Since the ceasefire, Israel has allowed slightly more aid in, although far less than Gaza’s needs and what the agreement stipulated.

Aid agencies are reporting that the situation remains desperate, despite cases of malnutrition starting to slow.

UNICEF and partners in October identified nearly 9,300 children less than five with acute malnutrition, five times the level reported during a previous ceasefire in February.

“A big portion of the goods coming in is commercial [not humanitarian] – meaning that big aid agencies, including UNRWA, aren’t getting there,” said Tamara Alrifai, the director of external relations for Gaza’s principal aid agency, UNRWA.

Is Israel really committed to this ceasefire?

Considering Israel’s past actions – including unilaterally breaking a ceasefire earlier this year and Netanyahu saying the war isn’t over – it is uncertain.

According to many Netanyahu critics, much of the genocide Israel unleashed on Gaza has been shaped by his own political circumstances.

But that makes him more reliant on the Trump administration, which supports the ceasefire, to protect him.

“Israel has never had a leader in a weaker position, so the US will never have a better chance of pushing their deal through,” Yossi Mekelberg, a senior consulting fellow at Chatham House, said, listing the threats to the PM that Trump’s support might save him from.

Netanyahu has petitioned Israel’s President Isaac Herzog to grant him a pardon in his ongoing corruption trial. Trump has also asked Herzog to pardon Netanyahu.

Netanyahu can also use Trump as an excuse if his far-right government members are angered by an end to the war on Gaza.

“Netanyahu can always shrug and say, ‘it’s not me, it’s Trump,’” Mekelberg said.

What’s planned for phase two?

Phase two of the deal concerns Gaza’s post-war governance. The most detailed framework so far has been the US-backed plan, now endorsed in part by the UNSC.

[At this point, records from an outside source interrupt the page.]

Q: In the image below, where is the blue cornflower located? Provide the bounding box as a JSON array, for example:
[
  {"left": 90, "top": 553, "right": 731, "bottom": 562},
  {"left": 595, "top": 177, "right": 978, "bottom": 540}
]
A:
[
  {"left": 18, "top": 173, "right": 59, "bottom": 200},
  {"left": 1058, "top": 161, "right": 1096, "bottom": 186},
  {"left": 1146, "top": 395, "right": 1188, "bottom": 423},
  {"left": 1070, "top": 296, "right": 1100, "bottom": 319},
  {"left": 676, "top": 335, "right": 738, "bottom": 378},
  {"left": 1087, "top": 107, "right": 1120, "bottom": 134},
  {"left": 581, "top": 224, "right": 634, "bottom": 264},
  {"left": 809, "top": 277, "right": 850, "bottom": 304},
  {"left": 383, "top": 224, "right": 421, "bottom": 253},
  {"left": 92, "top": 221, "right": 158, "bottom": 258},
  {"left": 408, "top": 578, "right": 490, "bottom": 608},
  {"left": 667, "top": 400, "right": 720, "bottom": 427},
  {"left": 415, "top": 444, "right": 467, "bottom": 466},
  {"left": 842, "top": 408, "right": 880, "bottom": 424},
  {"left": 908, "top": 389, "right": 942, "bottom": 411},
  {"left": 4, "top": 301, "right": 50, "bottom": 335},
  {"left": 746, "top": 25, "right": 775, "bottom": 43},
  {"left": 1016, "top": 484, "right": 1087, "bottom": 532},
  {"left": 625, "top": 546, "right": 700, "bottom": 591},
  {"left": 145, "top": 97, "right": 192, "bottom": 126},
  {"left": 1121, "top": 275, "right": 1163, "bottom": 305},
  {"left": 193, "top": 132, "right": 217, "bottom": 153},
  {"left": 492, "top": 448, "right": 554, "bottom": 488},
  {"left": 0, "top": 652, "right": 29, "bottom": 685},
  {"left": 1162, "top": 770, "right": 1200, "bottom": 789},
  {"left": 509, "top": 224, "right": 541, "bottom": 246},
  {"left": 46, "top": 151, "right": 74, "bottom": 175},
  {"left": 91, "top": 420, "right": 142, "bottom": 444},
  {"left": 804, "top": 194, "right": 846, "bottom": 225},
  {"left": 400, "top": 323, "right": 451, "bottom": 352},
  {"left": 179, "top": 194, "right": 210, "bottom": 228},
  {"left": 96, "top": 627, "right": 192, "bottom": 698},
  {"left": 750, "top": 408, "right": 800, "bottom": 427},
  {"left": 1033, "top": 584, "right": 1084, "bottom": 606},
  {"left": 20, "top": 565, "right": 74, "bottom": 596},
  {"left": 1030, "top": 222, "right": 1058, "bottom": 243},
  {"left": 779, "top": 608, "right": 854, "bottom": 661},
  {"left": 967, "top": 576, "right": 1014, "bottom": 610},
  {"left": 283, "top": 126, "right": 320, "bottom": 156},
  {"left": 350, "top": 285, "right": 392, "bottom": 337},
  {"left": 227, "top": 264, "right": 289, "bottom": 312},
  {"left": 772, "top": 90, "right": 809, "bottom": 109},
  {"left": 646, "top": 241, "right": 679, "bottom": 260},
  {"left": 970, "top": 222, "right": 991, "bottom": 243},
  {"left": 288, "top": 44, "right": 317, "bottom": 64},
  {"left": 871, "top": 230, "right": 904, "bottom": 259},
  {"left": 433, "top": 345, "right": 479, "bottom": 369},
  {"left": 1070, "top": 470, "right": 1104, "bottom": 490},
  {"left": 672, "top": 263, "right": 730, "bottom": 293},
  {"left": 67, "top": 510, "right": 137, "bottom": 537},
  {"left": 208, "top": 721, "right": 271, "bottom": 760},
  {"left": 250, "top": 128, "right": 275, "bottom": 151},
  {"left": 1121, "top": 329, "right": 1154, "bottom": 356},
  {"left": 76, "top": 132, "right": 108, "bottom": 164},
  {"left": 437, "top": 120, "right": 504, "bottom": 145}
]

The plan sets out a transitional phase in which Palestinian technocrats – not political factions – would run day-to-day governance.

Their work would be overseen by a multinational “Board of Peace”, and supported by an International Stabilisation Force tasked with security and demilitarisation. This is meant to allow for the reconstruction of Gaza and stop a return to armed conflict.

But Hamas and other Palestinian groups have rejected the idea of foreign guardianship over Gaza.

They were also opposed to the UNSC resolution, saying it “paves the way for field arrangements imposed outside the Palestinian national will”.

So, could a final deal be likely?

Other than the still escalating death toll in Gaza, nothing is certain.

Netanyahu, according to his critics, is an opportunist to his core, who is still balancing several competing threats at home.

Meanwhile, Trump and his inexperienced political negotiators drawn from outside of the US’s diplomatic core find themselves negotiating a settlement to both the genocide in Gaza and the war in Ukraine.

And, whatever deal is agreed upon, Israel is almost certain to continue to attack Gaza whenever it likes, much as it does in the occupied West Bank, Lebanon, Syria, and elsewhere in the region.

A Palestinian state also does not look any closer to fruition.

Mekelberg points out that with so many potentially shifting factors, including Israel’s domestic politics, it is hard to know if a final deal is achievable.

“It’s Netanyahu,” Mekelberg said.

“His corruption cuts through everything, from his legitimisation of the far-right at home to the way he’s approached the conscription of the ultra-Orthodox [Jews in the Israeli military]. It’s too messy. There are no lines through.